The governments of China and Singapore have combined their expertise and finances to develop the future city, which has a planned population of 350,000 and includes schools, medical facilities and business districts.
Foreign companies such as Japan’s Hitachi and Dutch electronics giant Philips will provide green technology for the development, where buildings will be insulated and have double glazed windows to increase energy efficiency.
Top leaders in Beijing also hope the project will serve as a model for a long term solution to the country’s ballooning urban population, which is putting enormous pressure on already strained water and energy resources.
Nearly two thirds of household waste will be recycled and 20 percent of the city’s power will come from renewable energy sources such as wind and solar, with the rest coming from other sources such as highly polluting coal.
Treated sewage will be channeled into a lake which will supplement water supplies for local communities.
“Eco-cities are needed because China is facing a huge challenge of pollution,” said Hiroaki Suzuki, a top specialist in the Finance, Economic, and Urban Department of the World Bank, which is assisting on the project. “China’s serious pollution problems do not mean that it cannot develop an eco-city.”

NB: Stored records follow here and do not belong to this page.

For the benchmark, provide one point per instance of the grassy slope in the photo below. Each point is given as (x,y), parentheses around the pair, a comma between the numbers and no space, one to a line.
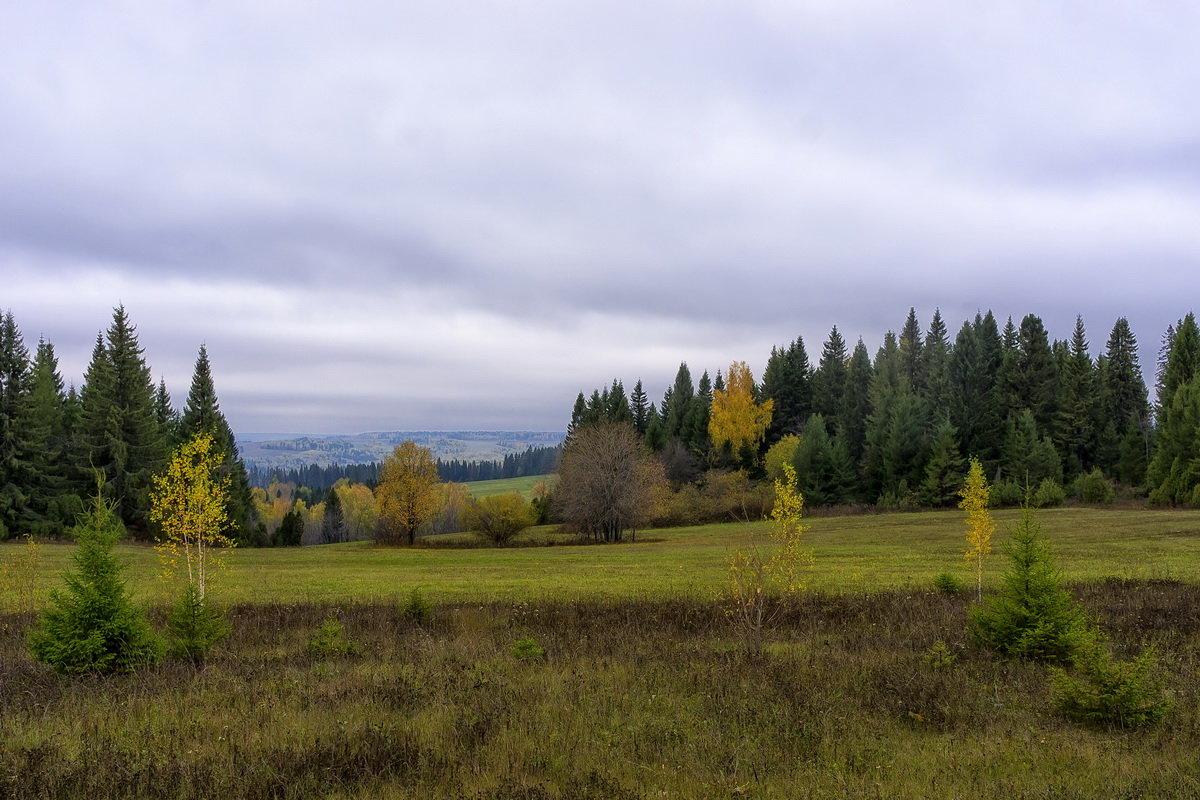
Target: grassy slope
(850,554)
(505,485)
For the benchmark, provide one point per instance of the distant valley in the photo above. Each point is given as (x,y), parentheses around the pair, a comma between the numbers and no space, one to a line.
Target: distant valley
(294,450)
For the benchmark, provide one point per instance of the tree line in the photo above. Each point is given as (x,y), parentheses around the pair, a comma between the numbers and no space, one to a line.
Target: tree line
(897,428)
(118,429)
(322,477)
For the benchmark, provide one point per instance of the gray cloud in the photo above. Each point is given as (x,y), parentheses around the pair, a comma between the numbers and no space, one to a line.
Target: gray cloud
(444,215)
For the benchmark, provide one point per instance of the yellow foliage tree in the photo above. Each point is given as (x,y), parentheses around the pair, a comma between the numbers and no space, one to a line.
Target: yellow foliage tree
(360,509)
(755,575)
(189,501)
(408,493)
(737,419)
(981,527)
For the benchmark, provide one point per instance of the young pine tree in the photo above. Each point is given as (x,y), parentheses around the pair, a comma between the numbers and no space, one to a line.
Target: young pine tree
(94,625)
(1033,615)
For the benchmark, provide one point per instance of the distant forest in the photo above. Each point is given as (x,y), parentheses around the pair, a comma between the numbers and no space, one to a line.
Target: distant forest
(895,429)
(534,461)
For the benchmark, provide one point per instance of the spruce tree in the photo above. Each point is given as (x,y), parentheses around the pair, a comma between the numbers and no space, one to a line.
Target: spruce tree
(823,470)
(911,349)
(1033,615)
(94,626)
(945,469)
(935,380)
(333,523)
(787,380)
(637,403)
(1036,374)
(1175,471)
(166,413)
(120,427)
(695,428)
(1125,407)
(202,414)
(1077,404)
(1182,360)
(856,402)
(46,429)
(677,403)
(15,445)
(829,379)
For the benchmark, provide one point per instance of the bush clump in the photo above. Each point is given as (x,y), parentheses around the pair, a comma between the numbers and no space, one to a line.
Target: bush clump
(501,517)
(1103,690)
(94,625)
(331,639)
(418,608)
(948,584)
(1033,615)
(527,649)
(193,626)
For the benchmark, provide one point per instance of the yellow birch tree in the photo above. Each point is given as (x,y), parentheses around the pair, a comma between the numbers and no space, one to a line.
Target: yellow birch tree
(755,575)
(981,527)
(189,503)
(736,417)
(408,493)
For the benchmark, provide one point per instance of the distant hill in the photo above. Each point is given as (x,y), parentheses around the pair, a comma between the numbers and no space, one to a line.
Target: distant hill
(289,452)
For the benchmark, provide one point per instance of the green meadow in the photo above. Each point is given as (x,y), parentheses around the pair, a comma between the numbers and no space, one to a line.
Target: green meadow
(505,485)
(850,554)
(593,672)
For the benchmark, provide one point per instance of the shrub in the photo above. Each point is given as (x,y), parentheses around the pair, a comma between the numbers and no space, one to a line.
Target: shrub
(1095,487)
(501,517)
(1105,691)
(331,639)
(1033,615)
(527,649)
(94,626)
(1006,493)
(948,584)
(418,608)
(1049,493)
(940,656)
(193,626)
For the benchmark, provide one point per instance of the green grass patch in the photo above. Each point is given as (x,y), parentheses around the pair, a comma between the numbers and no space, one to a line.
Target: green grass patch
(859,553)
(617,701)
(505,485)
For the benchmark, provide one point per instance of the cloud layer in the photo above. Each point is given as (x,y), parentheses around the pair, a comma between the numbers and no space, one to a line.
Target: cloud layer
(456,216)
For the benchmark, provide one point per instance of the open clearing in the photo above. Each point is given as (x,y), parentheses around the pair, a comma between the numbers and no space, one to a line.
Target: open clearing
(505,485)
(857,553)
(636,684)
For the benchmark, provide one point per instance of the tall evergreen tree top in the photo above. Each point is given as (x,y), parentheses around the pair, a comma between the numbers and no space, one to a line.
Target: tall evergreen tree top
(829,379)
(1123,391)
(1182,360)
(202,413)
(787,380)
(911,347)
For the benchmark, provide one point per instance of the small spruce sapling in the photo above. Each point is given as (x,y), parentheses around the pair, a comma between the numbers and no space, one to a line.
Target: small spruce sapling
(93,625)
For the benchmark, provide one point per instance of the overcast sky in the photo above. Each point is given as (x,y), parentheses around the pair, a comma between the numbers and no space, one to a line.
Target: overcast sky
(420,216)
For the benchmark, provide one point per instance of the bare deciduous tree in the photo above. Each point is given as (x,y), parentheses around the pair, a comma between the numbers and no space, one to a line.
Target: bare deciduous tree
(606,481)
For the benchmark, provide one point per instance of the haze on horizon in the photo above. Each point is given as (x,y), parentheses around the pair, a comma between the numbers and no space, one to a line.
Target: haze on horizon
(456,216)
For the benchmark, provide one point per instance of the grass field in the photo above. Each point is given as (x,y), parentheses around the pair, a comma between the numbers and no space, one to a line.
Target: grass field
(505,485)
(639,686)
(859,553)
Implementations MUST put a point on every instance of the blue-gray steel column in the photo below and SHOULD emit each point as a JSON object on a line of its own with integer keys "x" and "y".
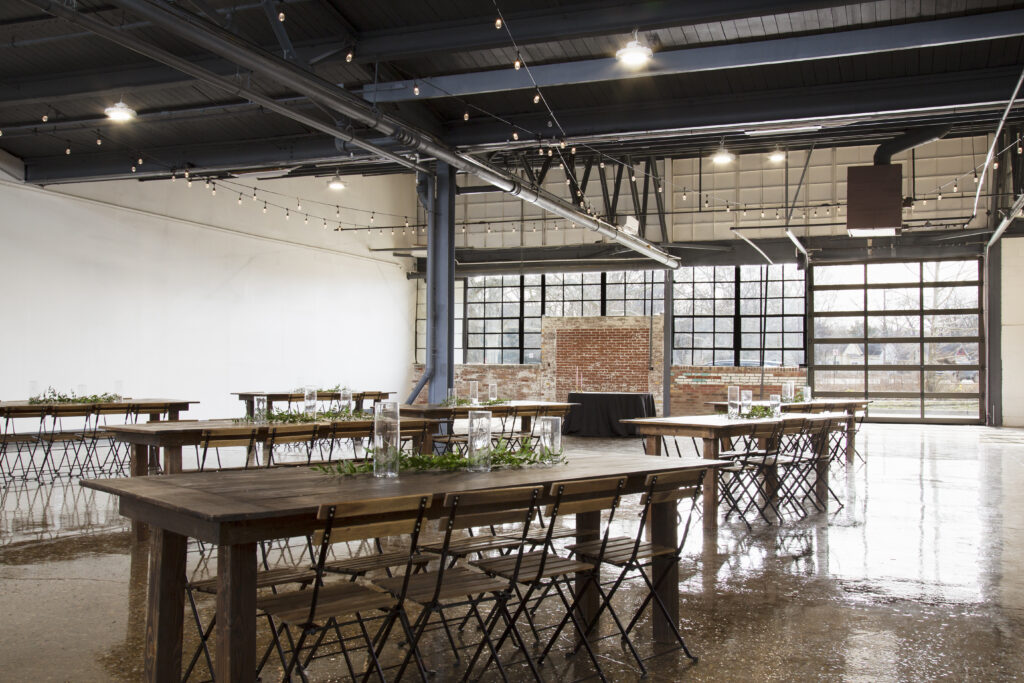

China is undergoing an unprecedented urbanization process as hundreds of millions of people have headed too fast, growing metropolitan areas since the nation’s economy embarked on a fast paced growth track more than 30 years ago.
To handle the massive influx of people, China may need to invest up to US $3.6 trillion dollars in urban infrastructure by 2020, state media said, citing a report by the state think tank China Development Research Foundation.
Greenpeace supports the development and the making of an “ecological city” in China as a way of handling urban overcrowding , which it says could prevent China from curbing from its world leading carbon emissions and meeting its ambitious energy targets.